The house blend in metal — the most common H and H tin form in the collection, spanning half a century of litho and paper-label evolution.

Quick ID:

  • Red and cream litho (or paper label on plain tin for pre-1920s examples)
  • “We Roast It / Others Praise It” embossed on lid or as label copy on most examples
  • Burnett Street address → pre-1932; Delaware Street → 1932 onward
  • Keywind strip on bottom rim → post-c.1930; slip/friction lid → pre-c.1930
  • “Light Housekeepers Size” callout → ½ lb tin, 1920s–1930s

Form

Standard round cylindrical coffee tin with friction or keywind lid. Lithographed in the H and H red-and-cream house colors; earlier examples use paper labels over plain tinplate. The “We Roast It / Others Praise It” slogan (USPTO Reg. 160,728, 1922) appears on most label eras as embossed lid text or label copy.

Size variants

Size Label name Notes
½ lb “Light Housekeepers Size” Distinctive small litho tin; 1920s–1930s era; two examples in collection
1 lb Standard / Regular Most common form; keywind from 1930s onward
2.5 lb Unlabeled size description Paper-label era only; one example (Comfort, 2014)
3 lb Three-pound Round and rectangular forms; paper-label and litho eras
~28 oz “Family size” Houston-address variant; keywind; one example

Label eras and dating

Paper-label era (c.1910s–1920s): Plain tinplate with applied paper label. Look for “Perc-O-Drip” grind callout on 1920s–1930s labels; “High Grade” name on pre-H&H-Blend transition tins. Address reads Burnett Street.

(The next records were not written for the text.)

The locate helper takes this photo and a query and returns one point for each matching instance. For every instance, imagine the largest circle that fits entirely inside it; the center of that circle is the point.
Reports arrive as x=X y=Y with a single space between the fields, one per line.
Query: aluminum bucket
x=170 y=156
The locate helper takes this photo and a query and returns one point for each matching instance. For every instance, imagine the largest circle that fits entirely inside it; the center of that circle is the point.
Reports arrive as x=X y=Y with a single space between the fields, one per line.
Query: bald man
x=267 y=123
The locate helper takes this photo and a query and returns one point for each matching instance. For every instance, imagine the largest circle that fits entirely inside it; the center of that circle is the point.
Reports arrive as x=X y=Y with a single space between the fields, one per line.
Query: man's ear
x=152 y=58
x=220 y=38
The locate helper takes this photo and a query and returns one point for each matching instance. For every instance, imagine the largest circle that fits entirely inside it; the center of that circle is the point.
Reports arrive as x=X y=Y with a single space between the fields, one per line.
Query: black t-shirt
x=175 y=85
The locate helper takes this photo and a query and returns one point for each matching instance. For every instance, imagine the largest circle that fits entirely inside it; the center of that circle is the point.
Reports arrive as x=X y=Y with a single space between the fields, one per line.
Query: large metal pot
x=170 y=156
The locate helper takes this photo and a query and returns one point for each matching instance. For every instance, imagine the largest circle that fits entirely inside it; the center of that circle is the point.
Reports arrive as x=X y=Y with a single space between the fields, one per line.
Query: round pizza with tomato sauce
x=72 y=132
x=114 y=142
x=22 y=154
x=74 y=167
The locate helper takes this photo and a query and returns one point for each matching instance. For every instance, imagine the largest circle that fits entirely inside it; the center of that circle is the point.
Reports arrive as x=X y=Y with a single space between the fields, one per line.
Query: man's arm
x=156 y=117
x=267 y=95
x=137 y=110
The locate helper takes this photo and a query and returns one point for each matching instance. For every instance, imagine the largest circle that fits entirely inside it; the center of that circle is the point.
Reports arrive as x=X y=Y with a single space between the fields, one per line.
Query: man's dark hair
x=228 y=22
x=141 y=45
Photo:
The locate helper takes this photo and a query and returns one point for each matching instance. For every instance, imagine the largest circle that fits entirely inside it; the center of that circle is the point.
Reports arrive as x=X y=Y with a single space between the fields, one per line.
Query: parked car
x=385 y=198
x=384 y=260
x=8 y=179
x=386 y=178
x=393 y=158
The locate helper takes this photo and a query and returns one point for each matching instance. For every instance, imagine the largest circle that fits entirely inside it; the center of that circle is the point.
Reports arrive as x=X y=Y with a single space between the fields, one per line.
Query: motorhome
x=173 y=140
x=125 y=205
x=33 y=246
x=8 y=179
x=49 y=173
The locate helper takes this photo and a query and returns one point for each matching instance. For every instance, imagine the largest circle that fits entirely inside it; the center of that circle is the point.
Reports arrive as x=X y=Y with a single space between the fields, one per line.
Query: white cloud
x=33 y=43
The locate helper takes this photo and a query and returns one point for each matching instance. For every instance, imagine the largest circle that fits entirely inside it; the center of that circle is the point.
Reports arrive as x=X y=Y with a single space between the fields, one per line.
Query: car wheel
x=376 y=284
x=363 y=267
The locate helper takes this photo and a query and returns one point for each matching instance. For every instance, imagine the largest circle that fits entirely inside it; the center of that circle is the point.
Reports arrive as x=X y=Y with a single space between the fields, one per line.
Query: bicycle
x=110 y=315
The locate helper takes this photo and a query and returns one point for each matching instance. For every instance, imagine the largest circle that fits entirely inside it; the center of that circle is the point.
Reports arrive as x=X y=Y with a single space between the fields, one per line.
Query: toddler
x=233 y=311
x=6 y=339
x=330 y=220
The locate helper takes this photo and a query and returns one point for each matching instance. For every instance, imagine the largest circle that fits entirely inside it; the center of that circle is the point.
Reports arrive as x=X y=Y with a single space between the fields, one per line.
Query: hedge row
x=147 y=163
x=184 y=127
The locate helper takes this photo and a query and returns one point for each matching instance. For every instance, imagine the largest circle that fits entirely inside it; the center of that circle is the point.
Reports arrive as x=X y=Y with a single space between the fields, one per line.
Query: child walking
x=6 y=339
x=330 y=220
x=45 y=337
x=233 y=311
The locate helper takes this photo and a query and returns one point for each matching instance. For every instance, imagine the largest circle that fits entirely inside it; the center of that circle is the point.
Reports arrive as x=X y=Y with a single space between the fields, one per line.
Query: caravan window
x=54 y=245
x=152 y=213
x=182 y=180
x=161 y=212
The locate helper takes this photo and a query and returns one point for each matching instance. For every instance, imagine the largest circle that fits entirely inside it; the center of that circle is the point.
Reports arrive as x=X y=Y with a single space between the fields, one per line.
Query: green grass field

Early litho era (c.1920s–1930s): Red and cream lithography applied directly to the tin body. Rectangular three-pound tins in the collection carry the painted “We roast it — Others praise it” slogan. Address transitions from Burnett to Delaware Street after 1932.

Keywind era (c.1930s–1960s): Keywind opening strip replaces slip-lid. Grind callouts (Drip, Regular, Medium Ground) appear on the label panel. One-pound keywind with lid is the most common surviving form.

Grind callouts

Documented on collection tins: Regular Grind, Medium Ground, Drip, Perc-O-Drip. The grind system was standardized with the Crystalvac/glass-brewer era of the 1930s.

Manufacturer

Container: New Orleans Can Company (documented cooperative ad partner, 1923 — see companies/new-orleans-can-company.md); American Can Company for later examples. Can company attribution varies by era and cannot always be confirmed from inspection alone.

Label / lithography: Simpson & Doeller Co., San Antonio TX — directly documented on the blend tin via a bottom-panel marking visible in HH-COLL-0000-0062. Simpson & Doeller were the primary H and H lithographer through the keywind era.

Artifacts

In the collection

Reference

Wanted

None documented.

Open questions

  • Does the “Family Size” (~28 oz) Houston-address tin predate or postdate the Delaware Street standard keywind era?
  • Are paper-label tins from the Burnett Street address documented in sources other than the Comfort 2014 lot?
  • Was New Orleans Can Company the sole can supplier through the 1930s, or did American Can take over earlier?